Il fatturato del segmento green biotech ammonta a € 110 milioni; il 41% dei ricavi origina da filiali italiane di multinazionali straniere (ancorché queste rappresentino, numericamente, solo il 4% del campione) e il 40% da imprese pure biotech. Gli investimenti in R&S ammontano a € 112 milioni; anche in questo caso, il 55% degli investimenti è coperto dalle multinazionali con sede in Italia , mentre le imprese pure biotech contribuiscono per il 36%.
White biotech
Alla crescita del settore white biotech si associa, la prospettiva di un modello di sviluppo industriale ecosostenibile, in grado di offrire al mercato una varietà di prodotti con caratteristiche superiori, anche in termine di bilancio energetico, rispetto a quelli ottenuti dai processi tradizionali.
Più di due terzi delle 62 imprese attive in Italia in ambito white biotech sono aziende pure biotech: start-up innovative, di micro o piccola dimensione, che generano nuove tecnologie per processi di trasformazione di biomasse e di altre materie prime, e nella produzione sostenibile di prodotti chimici, materiali e carburanti.

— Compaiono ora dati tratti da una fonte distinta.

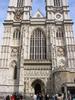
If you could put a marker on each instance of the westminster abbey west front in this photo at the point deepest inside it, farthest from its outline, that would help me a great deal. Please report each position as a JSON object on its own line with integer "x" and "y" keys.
{"x": 38, "y": 52}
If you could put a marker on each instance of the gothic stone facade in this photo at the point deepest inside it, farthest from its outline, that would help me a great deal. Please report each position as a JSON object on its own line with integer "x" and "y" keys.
{"x": 38, "y": 52}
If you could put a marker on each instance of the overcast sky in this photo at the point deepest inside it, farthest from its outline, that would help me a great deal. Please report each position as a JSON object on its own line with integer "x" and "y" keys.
{"x": 37, "y": 4}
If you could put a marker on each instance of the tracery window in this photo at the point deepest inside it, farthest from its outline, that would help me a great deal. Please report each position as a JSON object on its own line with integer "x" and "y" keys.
{"x": 57, "y": 3}
{"x": 59, "y": 33}
{"x": 16, "y": 34}
{"x": 15, "y": 72}
{"x": 20, "y": 3}
{"x": 38, "y": 45}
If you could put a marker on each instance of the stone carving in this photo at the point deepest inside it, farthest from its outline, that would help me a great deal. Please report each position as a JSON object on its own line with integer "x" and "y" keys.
{"x": 60, "y": 51}
{"x": 61, "y": 62}
{"x": 14, "y": 52}
{"x": 18, "y": 14}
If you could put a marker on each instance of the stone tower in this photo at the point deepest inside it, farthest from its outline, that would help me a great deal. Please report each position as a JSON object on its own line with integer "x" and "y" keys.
{"x": 38, "y": 52}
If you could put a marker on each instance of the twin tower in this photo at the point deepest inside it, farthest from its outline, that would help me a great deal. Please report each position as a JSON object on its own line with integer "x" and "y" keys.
{"x": 38, "y": 52}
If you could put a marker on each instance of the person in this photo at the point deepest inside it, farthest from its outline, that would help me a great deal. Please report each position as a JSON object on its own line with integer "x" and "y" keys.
{"x": 35, "y": 97}
{"x": 47, "y": 96}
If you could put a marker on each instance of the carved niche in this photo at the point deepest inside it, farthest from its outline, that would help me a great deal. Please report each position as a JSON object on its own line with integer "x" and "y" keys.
{"x": 18, "y": 14}
{"x": 14, "y": 51}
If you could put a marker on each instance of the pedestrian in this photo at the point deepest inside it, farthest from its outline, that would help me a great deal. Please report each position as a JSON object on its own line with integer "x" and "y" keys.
{"x": 7, "y": 97}
{"x": 35, "y": 97}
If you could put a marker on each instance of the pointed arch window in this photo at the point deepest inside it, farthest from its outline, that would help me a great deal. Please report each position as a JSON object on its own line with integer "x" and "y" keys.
{"x": 20, "y": 3}
{"x": 38, "y": 45}
{"x": 57, "y": 3}
{"x": 16, "y": 34}
{"x": 15, "y": 72}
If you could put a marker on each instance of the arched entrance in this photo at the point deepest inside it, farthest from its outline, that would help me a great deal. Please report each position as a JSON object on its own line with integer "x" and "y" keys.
{"x": 38, "y": 86}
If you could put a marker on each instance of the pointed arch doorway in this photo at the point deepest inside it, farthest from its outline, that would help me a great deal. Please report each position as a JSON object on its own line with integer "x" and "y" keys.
{"x": 38, "y": 86}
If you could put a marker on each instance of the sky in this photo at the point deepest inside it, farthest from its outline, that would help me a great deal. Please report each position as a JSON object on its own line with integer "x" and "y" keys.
{"x": 37, "y": 4}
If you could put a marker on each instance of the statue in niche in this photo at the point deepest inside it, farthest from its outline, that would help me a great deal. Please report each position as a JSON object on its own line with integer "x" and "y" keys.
{"x": 60, "y": 51}
{"x": 18, "y": 14}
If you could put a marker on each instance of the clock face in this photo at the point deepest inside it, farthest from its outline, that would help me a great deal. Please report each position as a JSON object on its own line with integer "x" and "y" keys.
{"x": 58, "y": 16}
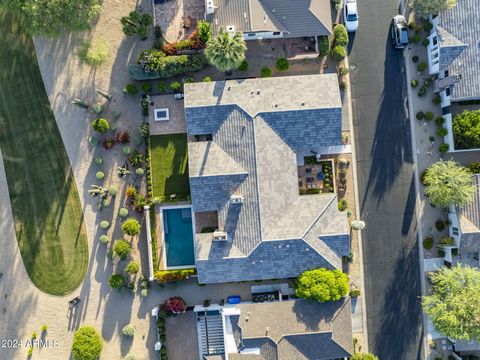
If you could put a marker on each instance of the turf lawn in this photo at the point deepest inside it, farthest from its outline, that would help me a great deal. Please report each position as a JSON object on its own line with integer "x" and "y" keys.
{"x": 170, "y": 165}
{"x": 45, "y": 203}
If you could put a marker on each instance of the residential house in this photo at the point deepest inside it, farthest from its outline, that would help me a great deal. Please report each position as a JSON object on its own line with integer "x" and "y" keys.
{"x": 454, "y": 50}
{"x": 267, "y": 19}
{"x": 282, "y": 330}
{"x": 247, "y": 141}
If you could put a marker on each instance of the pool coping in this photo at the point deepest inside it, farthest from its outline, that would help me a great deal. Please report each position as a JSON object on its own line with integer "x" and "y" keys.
{"x": 164, "y": 255}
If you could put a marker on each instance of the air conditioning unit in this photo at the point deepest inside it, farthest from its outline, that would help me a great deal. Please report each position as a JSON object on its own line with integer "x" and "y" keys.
{"x": 220, "y": 236}
{"x": 236, "y": 199}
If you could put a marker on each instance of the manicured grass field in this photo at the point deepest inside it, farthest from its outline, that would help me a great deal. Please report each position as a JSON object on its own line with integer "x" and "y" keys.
{"x": 170, "y": 165}
{"x": 45, "y": 204}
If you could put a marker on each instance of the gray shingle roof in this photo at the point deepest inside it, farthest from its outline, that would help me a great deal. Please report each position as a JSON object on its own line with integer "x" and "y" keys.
{"x": 298, "y": 329}
{"x": 253, "y": 154}
{"x": 463, "y": 22}
{"x": 295, "y": 18}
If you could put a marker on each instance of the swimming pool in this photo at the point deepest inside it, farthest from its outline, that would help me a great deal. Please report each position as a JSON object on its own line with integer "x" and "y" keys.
{"x": 178, "y": 231}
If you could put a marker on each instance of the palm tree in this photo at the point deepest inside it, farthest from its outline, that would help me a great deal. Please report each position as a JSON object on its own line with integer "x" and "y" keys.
{"x": 226, "y": 51}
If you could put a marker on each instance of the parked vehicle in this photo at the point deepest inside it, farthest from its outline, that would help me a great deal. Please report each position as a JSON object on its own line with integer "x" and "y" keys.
{"x": 350, "y": 15}
{"x": 399, "y": 32}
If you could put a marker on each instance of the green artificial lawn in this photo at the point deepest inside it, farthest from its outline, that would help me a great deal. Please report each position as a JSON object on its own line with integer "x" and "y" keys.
{"x": 44, "y": 198}
{"x": 170, "y": 165}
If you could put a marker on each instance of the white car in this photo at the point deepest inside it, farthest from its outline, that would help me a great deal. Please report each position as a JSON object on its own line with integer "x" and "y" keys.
{"x": 350, "y": 15}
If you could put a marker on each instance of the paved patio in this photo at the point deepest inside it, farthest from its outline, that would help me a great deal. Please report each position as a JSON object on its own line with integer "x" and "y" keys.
{"x": 178, "y": 18}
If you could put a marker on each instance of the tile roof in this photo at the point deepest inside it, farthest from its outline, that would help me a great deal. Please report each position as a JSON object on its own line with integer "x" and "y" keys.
{"x": 463, "y": 22}
{"x": 297, "y": 329}
{"x": 253, "y": 154}
{"x": 295, "y": 18}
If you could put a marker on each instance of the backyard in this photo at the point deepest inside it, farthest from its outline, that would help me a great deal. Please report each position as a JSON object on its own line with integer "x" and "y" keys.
{"x": 170, "y": 166}
{"x": 47, "y": 213}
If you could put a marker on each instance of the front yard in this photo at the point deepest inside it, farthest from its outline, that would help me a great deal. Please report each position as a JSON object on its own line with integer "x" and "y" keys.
{"x": 170, "y": 166}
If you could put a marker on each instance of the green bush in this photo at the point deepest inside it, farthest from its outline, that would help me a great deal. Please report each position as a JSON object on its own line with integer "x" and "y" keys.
{"x": 322, "y": 285}
{"x": 323, "y": 46}
{"x": 340, "y": 35}
{"x": 87, "y": 344}
{"x": 122, "y": 248}
{"x": 428, "y": 243}
{"x": 131, "y": 226}
{"x": 339, "y": 53}
{"x": 132, "y": 268}
{"x": 429, "y": 116}
{"x": 439, "y": 121}
{"x": 466, "y": 129}
{"x": 131, "y": 89}
{"x": 175, "y": 85}
{"x": 104, "y": 239}
{"x": 100, "y": 125}
{"x": 243, "y": 66}
{"x": 146, "y": 87}
{"x": 422, "y": 66}
{"x": 282, "y": 64}
{"x": 443, "y": 148}
{"x": 116, "y": 281}
{"x": 266, "y": 72}
{"x": 128, "y": 330}
{"x": 441, "y": 132}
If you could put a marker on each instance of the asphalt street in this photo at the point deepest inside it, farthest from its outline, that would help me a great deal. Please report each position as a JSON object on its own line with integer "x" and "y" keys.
{"x": 386, "y": 186}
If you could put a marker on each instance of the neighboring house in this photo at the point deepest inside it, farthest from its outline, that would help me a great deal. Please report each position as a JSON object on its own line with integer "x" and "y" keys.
{"x": 266, "y": 19}
{"x": 246, "y": 143}
{"x": 282, "y": 330}
{"x": 465, "y": 228}
{"x": 454, "y": 49}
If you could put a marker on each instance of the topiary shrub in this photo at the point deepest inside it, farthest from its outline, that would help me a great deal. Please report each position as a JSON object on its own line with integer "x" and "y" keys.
{"x": 323, "y": 46}
{"x": 104, "y": 239}
{"x": 422, "y": 66}
{"x": 339, "y": 53}
{"x": 123, "y": 212}
{"x": 428, "y": 243}
{"x": 441, "y": 132}
{"x": 122, "y": 248}
{"x": 116, "y": 281}
{"x": 340, "y": 35}
{"x": 266, "y": 72}
{"x": 131, "y": 89}
{"x": 243, "y": 66}
{"x": 282, "y": 64}
{"x": 100, "y": 125}
{"x": 87, "y": 344}
{"x": 128, "y": 330}
{"x": 131, "y": 226}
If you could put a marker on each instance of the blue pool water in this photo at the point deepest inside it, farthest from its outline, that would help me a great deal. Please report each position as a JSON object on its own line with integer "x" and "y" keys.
{"x": 178, "y": 230}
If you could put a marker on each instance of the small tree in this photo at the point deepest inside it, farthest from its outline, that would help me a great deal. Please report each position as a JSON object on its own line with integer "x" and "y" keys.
{"x": 454, "y": 303}
{"x": 131, "y": 227}
{"x": 116, "y": 281}
{"x": 448, "y": 183}
{"x": 87, "y": 344}
{"x": 100, "y": 125}
{"x": 136, "y": 23}
{"x": 226, "y": 51}
{"x": 424, "y": 8}
{"x": 322, "y": 285}
{"x": 122, "y": 248}
{"x": 466, "y": 129}
{"x": 132, "y": 268}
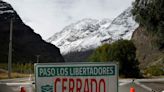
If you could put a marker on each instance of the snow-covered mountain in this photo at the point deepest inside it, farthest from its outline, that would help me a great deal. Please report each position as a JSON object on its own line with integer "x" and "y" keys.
{"x": 90, "y": 33}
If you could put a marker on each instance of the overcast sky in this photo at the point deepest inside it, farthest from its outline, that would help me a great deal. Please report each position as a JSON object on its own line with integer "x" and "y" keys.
{"x": 49, "y": 16}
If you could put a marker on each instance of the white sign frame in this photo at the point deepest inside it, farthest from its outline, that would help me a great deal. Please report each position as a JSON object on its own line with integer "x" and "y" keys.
{"x": 43, "y": 77}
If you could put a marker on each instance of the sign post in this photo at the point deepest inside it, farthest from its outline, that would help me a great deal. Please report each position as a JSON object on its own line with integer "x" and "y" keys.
{"x": 76, "y": 77}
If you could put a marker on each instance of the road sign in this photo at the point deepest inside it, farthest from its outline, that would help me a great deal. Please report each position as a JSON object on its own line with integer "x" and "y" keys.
{"x": 76, "y": 77}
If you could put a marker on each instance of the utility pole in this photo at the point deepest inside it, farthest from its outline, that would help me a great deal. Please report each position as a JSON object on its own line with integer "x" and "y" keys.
{"x": 10, "y": 49}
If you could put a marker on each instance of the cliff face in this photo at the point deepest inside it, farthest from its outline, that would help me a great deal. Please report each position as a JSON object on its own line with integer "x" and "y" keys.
{"x": 147, "y": 51}
{"x": 26, "y": 43}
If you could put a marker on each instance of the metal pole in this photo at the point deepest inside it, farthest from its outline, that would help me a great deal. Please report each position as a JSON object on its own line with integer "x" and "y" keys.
{"x": 37, "y": 58}
{"x": 10, "y": 50}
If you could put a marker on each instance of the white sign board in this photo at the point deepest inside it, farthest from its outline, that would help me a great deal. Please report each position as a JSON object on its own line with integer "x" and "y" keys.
{"x": 76, "y": 77}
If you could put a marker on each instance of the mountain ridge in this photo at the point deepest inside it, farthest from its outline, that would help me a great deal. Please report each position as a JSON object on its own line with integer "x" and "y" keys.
{"x": 90, "y": 33}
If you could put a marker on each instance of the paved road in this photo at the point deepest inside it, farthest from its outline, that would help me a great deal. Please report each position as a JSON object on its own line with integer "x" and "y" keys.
{"x": 126, "y": 88}
{"x": 157, "y": 86}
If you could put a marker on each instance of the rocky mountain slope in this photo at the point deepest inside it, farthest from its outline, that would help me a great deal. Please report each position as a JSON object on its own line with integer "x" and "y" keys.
{"x": 88, "y": 34}
{"x": 26, "y": 43}
{"x": 148, "y": 53}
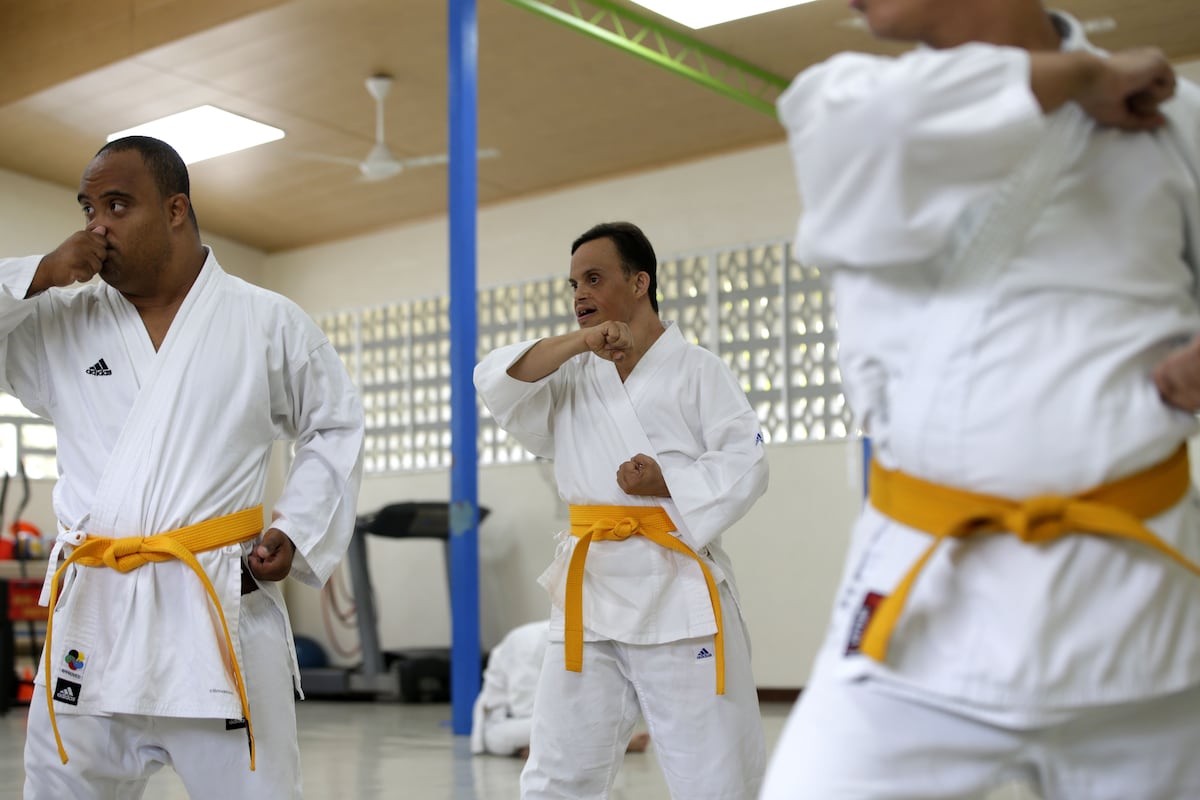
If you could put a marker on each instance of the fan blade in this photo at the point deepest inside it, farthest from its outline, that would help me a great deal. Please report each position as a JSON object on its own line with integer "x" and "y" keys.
{"x": 443, "y": 158}
{"x": 329, "y": 160}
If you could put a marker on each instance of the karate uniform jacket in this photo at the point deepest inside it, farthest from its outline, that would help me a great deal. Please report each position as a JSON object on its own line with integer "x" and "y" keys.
{"x": 1006, "y": 281}
{"x": 682, "y": 407}
{"x": 149, "y": 441}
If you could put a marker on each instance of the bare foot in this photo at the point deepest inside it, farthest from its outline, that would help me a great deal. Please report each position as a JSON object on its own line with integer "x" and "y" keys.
{"x": 639, "y": 743}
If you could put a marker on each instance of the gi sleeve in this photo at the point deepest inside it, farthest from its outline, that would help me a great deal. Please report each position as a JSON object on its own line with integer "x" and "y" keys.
{"x": 318, "y": 503}
{"x": 526, "y": 410}
{"x": 889, "y": 152}
{"x": 22, "y": 352}
{"x": 718, "y": 488}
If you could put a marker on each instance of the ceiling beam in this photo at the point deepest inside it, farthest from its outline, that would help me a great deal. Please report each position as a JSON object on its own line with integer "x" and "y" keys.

Il fatturato del segmento white biotech ammonta a € 276 milioni ed è pressoché totalmente riconducibile a imprese pure biotech. Gli investimenti in R&S ammontano a € 29 milioni e, anche in questo caso, il contributo delle imprese pure biotech è pari al 90%.
La pipeline biotecnologica italiana
Progetti in sviluppo
La pipeline italiana conta più di 359 prodotti, 97 dei quali in fase preclinica, 50 in Fase I, 107 in Fase II e 105 in Fase III di sviluppo clinico. Se il numero di prodotti in via di sviluppo cresce del 12%, cresce anche il numero delle molecole che hanno raggiunto la Fase I (+13%), la Fase II (+9%) e la Fase III (+7%) di sviluppo clinico.
Il 52% dei progetti deriva da imprese a capitale estero – in particolare filiali di multinazionali in Italia – e il 48% da imprese a capitale italiano, comprese le farmaceutiche italiane.
Limitando la nostra analisi alla pipeline delle sole imprese pure biotech, sono 136 i prodotti in via di sviluppo, 77 dei quali si trovano in fase preclinica (56%), 17 in Fase I (13%), 32 in Fase II (24%) e 10 in Fase III (7%) di sviluppo clinico. A questi vanno aggiunti 67 progetti di ricerca in fase di discovery o early-stage.
Aree terapeutiche
L’oncologia resta l’area terapeutica con il più alto numero di progetti (40%), seguono progetti in ambito neurologico (13%), infettivologico (11%) e nell’area dell’infiammazione e delle malattie autoimmuni (10%).
Farmaci Orfani e Terapie Avanzate
I livelli di eccellenza scientifica raggiunti dalle imprese red biotech italiane trovano ulteriore conferma nei settori degli Orphan Drug e delle Terapie Avanzate (TA).